I ate this as a last minute side item to a burger I was making for an early lunch. 

Decided to thinly slice some Daisy Brand ring bologna I smoked yesterday on the WSM. Tossed the slices of bologna and some chopped onion on the flatop in some of the burger grease from the burgers I was doing. Quickly sauteed the onions and bologna and topped with a slice and a half of american cheese. Tossed it on a burger bun, and scarfed it down. Smokey, beef taste, cheesy, and nice. Glad I sliced the rest for one of these tomorrow..

sliced bologna & diced onions on the skillet:


almost done:



cheese pic:



sandwich:





thanks for looking.


----------



## cowgirl (Feb 21, 2010)

Jim, that's got my mouth watering.. Looks danged good from here.


----------



## chisoxjim (Feb 21, 2010)

thanks cowgirl,  it was kind of thrown together last minute with what i had on the counter, and i remembered how good a fried bologna sandwich was when I was a kid growing up.

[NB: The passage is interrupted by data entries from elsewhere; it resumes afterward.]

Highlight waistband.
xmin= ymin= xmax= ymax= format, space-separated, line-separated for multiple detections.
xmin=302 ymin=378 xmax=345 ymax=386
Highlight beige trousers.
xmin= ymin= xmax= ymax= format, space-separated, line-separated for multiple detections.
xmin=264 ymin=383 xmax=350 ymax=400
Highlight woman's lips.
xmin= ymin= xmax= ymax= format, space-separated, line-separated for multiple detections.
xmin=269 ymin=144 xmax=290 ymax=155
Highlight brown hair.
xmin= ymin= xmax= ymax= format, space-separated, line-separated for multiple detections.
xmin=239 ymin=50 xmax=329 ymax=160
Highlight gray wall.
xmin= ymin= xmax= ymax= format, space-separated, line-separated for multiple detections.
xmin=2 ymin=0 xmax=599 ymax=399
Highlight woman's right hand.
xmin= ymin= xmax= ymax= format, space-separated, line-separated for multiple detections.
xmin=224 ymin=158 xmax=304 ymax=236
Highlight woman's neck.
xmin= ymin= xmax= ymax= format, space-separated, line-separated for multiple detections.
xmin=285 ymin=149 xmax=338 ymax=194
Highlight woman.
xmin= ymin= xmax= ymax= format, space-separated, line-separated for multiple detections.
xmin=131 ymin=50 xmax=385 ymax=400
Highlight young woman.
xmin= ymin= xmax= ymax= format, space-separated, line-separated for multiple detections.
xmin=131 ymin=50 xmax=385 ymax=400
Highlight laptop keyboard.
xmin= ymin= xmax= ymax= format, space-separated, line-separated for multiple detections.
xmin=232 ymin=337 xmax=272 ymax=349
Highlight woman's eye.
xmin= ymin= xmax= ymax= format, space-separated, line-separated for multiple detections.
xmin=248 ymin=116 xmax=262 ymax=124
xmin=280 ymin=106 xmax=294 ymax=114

Figured smoked bologna, and some cheese would be a no brainer twist to make it better..


----------



## cowgirl (Feb 21, 2010)

Ya done good.


----------



## wingman (Feb 21, 2010)

Bologna never looked so good!


----------



## chisoxjim (Feb 21, 2010)

thanks wingman,


----------



## thunderdome (Feb 21, 2010)

Thats one heck of a sangwich


----------



## uncle_lar (Feb 21, 2010)

that looks mighty tasty Jim!!


----------



## chisoxjim (Feb 21, 2010)

thanks lar,

just got the WSM fired up and gettin its temp set.

chicken injected and rubbed,  shrimp brined, rinsed and ready.


----------



## mistabob (Apr 1, 2010)

That looks insanely delicious!!!  Nice work.


----------



## Bearcarver (Apr 1, 2010)

Points to a guy who really knows how to make a sandwich.------>>>
	

	
	
		
		



		
		
	


	





A man after my own heart!

Bearcarver


----------



## mythmaster (Apr 1, 2010)

That looks awesome!  It would be great on a biscuit, too, for breakfast. 
	

	
	
		
		



		
		
	


	





Here's a link if you'd like to make some biscuits from scratch: http://pinchmysalt.com/2007/09/18/ho...-from-scratch/


----------



## mballi3011 (Apr 1, 2010)

I think I lived on them going to high school with open campus for lunch. Yours looks really good to Jim. Then there is a restaurant here that has fried bologna sammies on the menu.


----------



## coffee_junkie (Apr 1, 2010)

Shoulda Qviewd for the throwdown.


----------



## corn cob (Apr 1, 2010)

Love a fried baloney sammich! Some Dukes Mayonnaise, a slice of cold Vidalia, back yard tomatoes...Delicious!!!


----------



## chisoxjim (Apr 1, 2010)

thanks guys,  I did these over a month ago and need to revisit this sandwich again,  soon.


----------



## northern greenhorn (Apr 1, 2010)

My dad grew up w/ these, so he used to make them for us when we were kids, that looks, awesome. 
	

	
	
		
		



		
		
	


	





   How long did you smoke the bologna for, and did you keep it whole to smoke it, or did you slice it first ?


----------



## chisoxjim (Apr 1, 2010)

we grew up on  pan fried bolgna sandwiches as well.

The bologna was a small ring of Daisy Brand bologna(can be found locally in the Chicago area.)

Smoked the whole ring for about 1.5 hours


----------